Across the street from our church office sits the day school. The only reason I need you to know that the school was there is that the periodic contact that I have with the preschoolers remind me of my childhood.
This week they had a book fair. An honest to goodness, Berenstein-Bear-laden, Shel-Silverstein- loving, Scholastic Book Fair. Earlier this week I had to drop off some papers in the hall where they are having the Fair, and I was instantly transported back 20 years (ok, so maybe it was closer to 25!).
For an instant, I am eight years old, standing in the library of my elementary school. Take a deep breath, inhale that smell of new books intertwined with the unique smell of the library. Look around at the glossy covers of all the new books, begging my little hands to softly caress them, to pick them up. Hear that crack of the spine when a new book is opened for the first time. Know that in my hands holds the ticket to another world.
Books were of utmost importance to my parents. Book fairs were a time when I could always be certain that we would find the money to buy a book.
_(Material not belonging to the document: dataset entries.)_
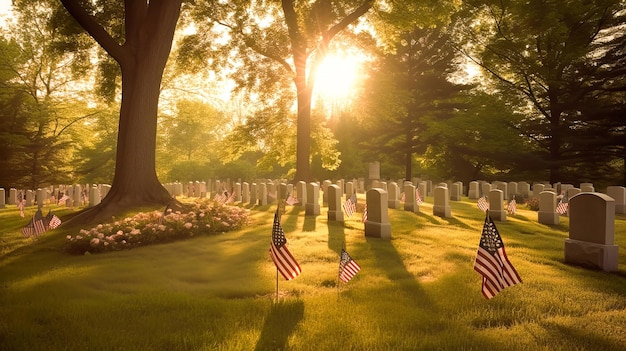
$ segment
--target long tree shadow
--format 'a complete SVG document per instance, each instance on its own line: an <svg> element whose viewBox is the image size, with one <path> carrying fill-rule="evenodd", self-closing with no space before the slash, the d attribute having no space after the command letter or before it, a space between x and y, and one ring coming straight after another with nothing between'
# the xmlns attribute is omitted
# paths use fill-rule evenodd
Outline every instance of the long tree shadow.
<svg viewBox="0 0 626 351"><path fill-rule="evenodd" d="M335 251L338 255L341 253L343 243L346 241L346 233L343 222L328 222L328 248Z"/></svg>
<svg viewBox="0 0 626 351"><path fill-rule="evenodd" d="M257 351L286 349L289 335L303 317L304 302L302 300L280 301L272 304L254 349Z"/></svg>
<svg viewBox="0 0 626 351"><path fill-rule="evenodd" d="M394 281L398 288L407 295L420 301L424 306L433 306L415 275L409 272L404 260L393 246L391 240L366 237L370 250L374 254L378 267L384 270L389 280Z"/></svg>

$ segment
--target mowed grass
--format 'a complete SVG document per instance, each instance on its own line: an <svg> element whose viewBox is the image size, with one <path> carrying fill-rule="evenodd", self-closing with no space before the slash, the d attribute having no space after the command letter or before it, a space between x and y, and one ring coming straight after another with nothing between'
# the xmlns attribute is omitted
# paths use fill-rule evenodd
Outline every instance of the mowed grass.
<svg viewBox="0 0 626 351"><path fill-rule="evenodd" d="M363 203L364 199L359 201ZM274 206L239 231L71 256L59 228L30 241L16 208L0 211L1 350L619 350L626 348L626 216L615 223L619 272L564 263L568 220L518 210L496 222L523 283L491 300L472 266L484 214L390 209L392 239L345 221L282 218L302 266L278 281L268 248ZM57 209L58 214L69 211ZM65 212L67 213L67 212ZM337 285L339 253L361 271Z"/></svg>

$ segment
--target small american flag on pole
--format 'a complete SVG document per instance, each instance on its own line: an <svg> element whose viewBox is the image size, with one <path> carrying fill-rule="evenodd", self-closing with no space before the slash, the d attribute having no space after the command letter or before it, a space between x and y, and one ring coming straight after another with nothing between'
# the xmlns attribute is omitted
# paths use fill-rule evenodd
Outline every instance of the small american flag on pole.
<svg viewBox="0 0 626 351"><path fill-rule="evenodd" d="M41 209L37 210L35 213L35 216L33 217L33 225L35 227L35 236L39 236L39 234L46 231L46 224L44 223Z"/></svg>
<svg viewBox="0 0 626 351"><path fill-rule="evenodd" d="M367 204L365 204L365 208L363 209L363 223L367 222Z"/></svg>
<svg viewBox="0 0 626 351"><path fill-rule="evenodd" d="M57 215L52 213L52 211L48 211L44 223L47 223L46 227L50 229L55 229L56 227L61 225L61 219Z"/></svg>
<svg viewBox="0 0 626 351"><path fill-rule="evenodd" d="M356 212L356 194L352 194L343 203L343 210L346 212L346 217L352 216Z"/></svg>
<svg viewBox="0 0 626 351"><path fill-rule="evenodd" d="M556 212L561 216L567 216L567 210L569 209L569 199L567 198L567 193L563 194L563 197L556 205Z"/></svg>
<svg viewBox="0 0 626 351"><path fill-rule="evenodd" d="M489 210L489 200L487 200L487 195L481 196L476 202L476 206L478 206L478 208L483 212Z"/></svg>
<svg viewBox="0 0 626 351"><path fill-rule="evenodd" d="M356 263L355 260L350 257L350 255L344 250L341 249L341 257L339 259L339 280L344 283L347 283L352 279L359 271L361 270L361 266Z"/></svg>
<svg viewBox="0 0 626 351"><path fill-rule="evenodd" d="M502 237L489 216L489 211L480 236L474 270L483 276L482 293L486 299L496 296L506 287L522 282L522 278L509 262Z"/></svg>
<svg viewBox="0 0 626 351"><path fill-rule="evenodd" d="M422 197L420 196L420 189L415 188L415 203L419 206L422 202L424 202L424 200L422 200Z"/></svg>
<svg viewBox="0 0 626 351"><path fill-rule="evenodd" d="M517 212L517 201L515 201L515 196L513 196L513 200L509 202L509 206L507 207L509 214L514 215Z"/></svg>
<svg viewBox="0 0 626 351"><path fill-rule="evenodd" d="M291 280L299 276L302 272L300 265L287 248L287 239L285 238L285 233L280 225L278 209L276 209L276 213L274 213L270 256L276 265L276 269L286 280Z"/></svg>
<svg viewBox="0 0 626 351"><path fill-rule="evenodd" d="M35 235L35 224L33 223L33 219L31 218L28 224L22 228L22 235L25 238L30 238Z"/></svg>

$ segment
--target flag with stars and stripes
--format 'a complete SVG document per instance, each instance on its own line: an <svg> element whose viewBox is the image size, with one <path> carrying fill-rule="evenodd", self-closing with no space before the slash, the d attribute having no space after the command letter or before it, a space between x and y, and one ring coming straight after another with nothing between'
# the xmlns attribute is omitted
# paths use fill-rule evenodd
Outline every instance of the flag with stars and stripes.
<svg viewBox="0 0 626 351"><path fill-rule="evenodd" d="M509 206L507 207L509 214L514 215L517 212L517 201L515 201L515 196L513 196L513 200L509 202Z"/></svg>
<svg viewBox="0 0 626 351"><path fill-rule="evenodd" d="M347 283L361 270L361 266L350 257L346 250L341 249L341 257L339 259L339 280Z"/></svg>
<svg viewBox="0 0 626 351"><path fill-rule="evenodd" d="M270 244L270 256L276 265L276 269L286 279L291 280L300 275L302 270L300 265L287 248L287 239L280 225L278 209L274 214L274 224L272 226L272 242Z"/></svg>
<svg viewBox="0 0 626 351"><path fill-rule="evenodd" d="M47 228L55 229L56 227L61 225L61 219L57 215L52 213L52 211L48 211L48 214L46 215L46 218L44 220L44 224Z"/></svg>
<svg viewBox="0 0 626 351"><path fill-rule="evenodd" d="M567 192L565 192L559 203L556 205L556 213L560 214L561 216L567 216L568 209L569 199L567 197Z"/></svg>
<svg viewBox="0 0 626 351"><path fill-rule="evenodd" d="M44 223L43 214L41 209L37 210L33 217L33 225L35 226L35 236L39 236L46 231L46 224Z"/></svg>
<svg viewBox="0 0 626 351"><path fill-rule="evenodd" d="M420 189L415 188L415 203L419 206L422 202L424 202L424 200L422 200L422 197L420 196Z"/></svg>
<svg viewBox="0 0 626 351"><path fill-rule="evenodd" d="M487 195L481 196L476 202L476 206L478 206L478 208L483 212L489 210L489 200L487 200Z"/></svg>
<svg viewBox="0 0 626 351"><path fill-rule="evenodd" d="M363 209L363 223L367 222L367 204L365 204L365 208Z"/></svg>
<svg viewBox="0 0 626 351"><path fill-rule="evenodd" d="M352 193L352 195L343 203L342 207L346 213L346 217L352 216L356 212L356 194Z"/></svg>
<svg viewBox="0 0 626 351"><path fill-rule="evenodd" d="M500 237L496 224L489 216L489 211L487 211L483 232L480 236L474 270L483 277L482 293L486 299L496 296L506 287L522 282L522 278L504 251L502 237Z"/></svg>

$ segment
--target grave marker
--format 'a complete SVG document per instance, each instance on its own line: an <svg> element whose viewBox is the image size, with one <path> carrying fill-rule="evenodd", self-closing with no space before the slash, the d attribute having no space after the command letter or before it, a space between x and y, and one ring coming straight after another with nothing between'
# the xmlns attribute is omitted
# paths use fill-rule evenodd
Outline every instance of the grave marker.
<svg viewBox="0 0 626 351"><path fill-rule="evenodd" d="M616 272L615 200L606 194L580 193L569 199L569 216L565 262Z"/></svg>

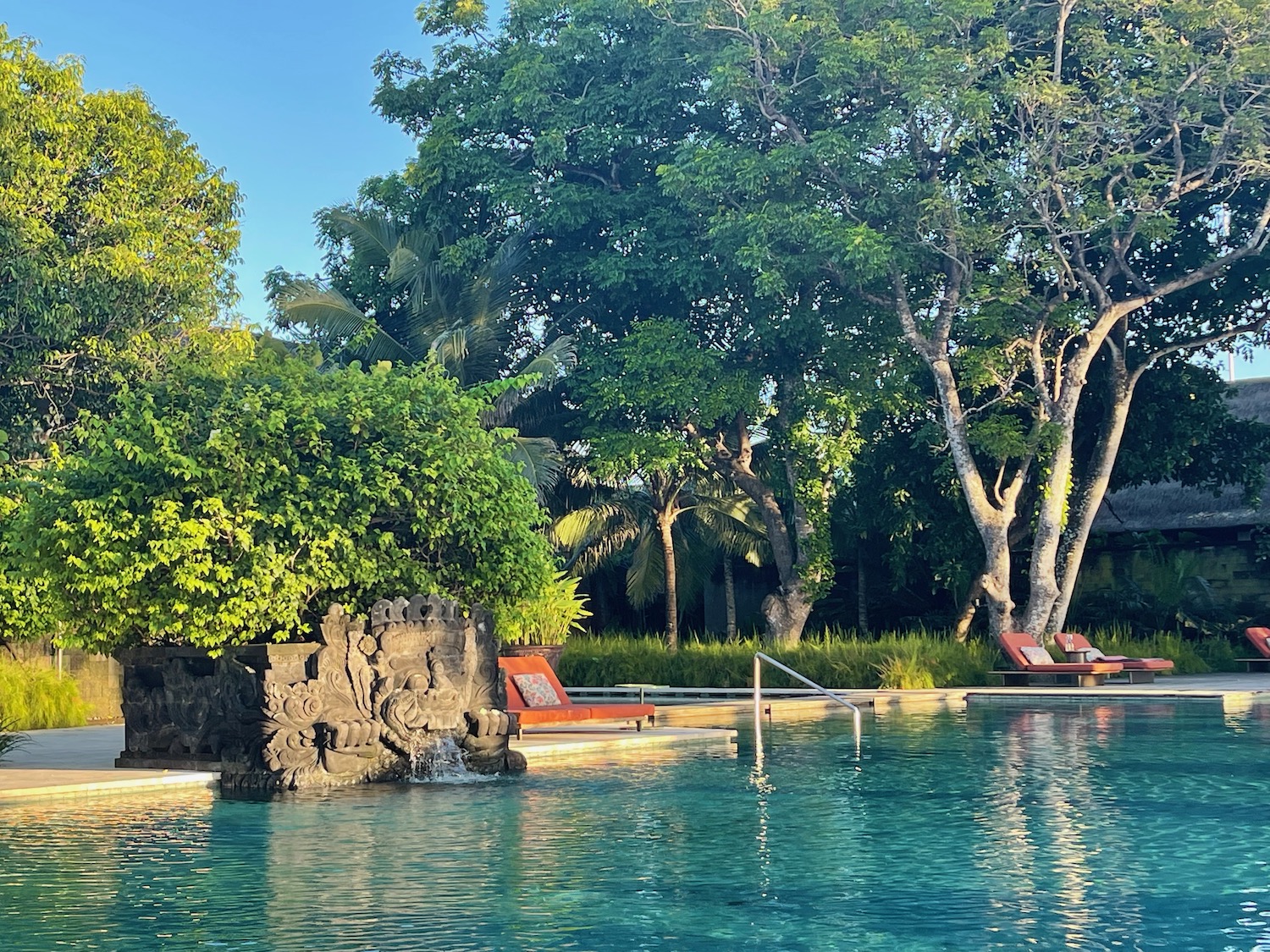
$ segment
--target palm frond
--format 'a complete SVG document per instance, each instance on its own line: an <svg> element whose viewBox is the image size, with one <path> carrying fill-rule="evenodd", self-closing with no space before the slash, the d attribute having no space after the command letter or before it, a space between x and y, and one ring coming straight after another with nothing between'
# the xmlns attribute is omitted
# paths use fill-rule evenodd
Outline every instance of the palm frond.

And no, not the fun sticker books that all my classmates were drooling over. My eyes would light up when the teachers passed out the pamphlets a couple weeks before the fair. I would treasure that paper, I would pore over the selections time and time again, knowing that I could make just one choice. I could get just one book, but oh! which to pick?
I realize as I type these words that the wonder has never gone away. I can walk into a Books a Million or Barnes and Noble today and feel the same wonder. The same overwhelming awe at the aisles and shelves of books. So many books to read, so many adventures that wait for me, how can I choose just one?
As I stood there this week, transported in time for the briefest of seconds, I wanted to thank my parents for this love of the written word. I want them to know that I do believe that words can change lives, that words can take you to other worlds, other times, other lives. That words can mold the way I think, the way I view the world.
And I wondered... was I the only child that was punch-drunk with love for the book fair?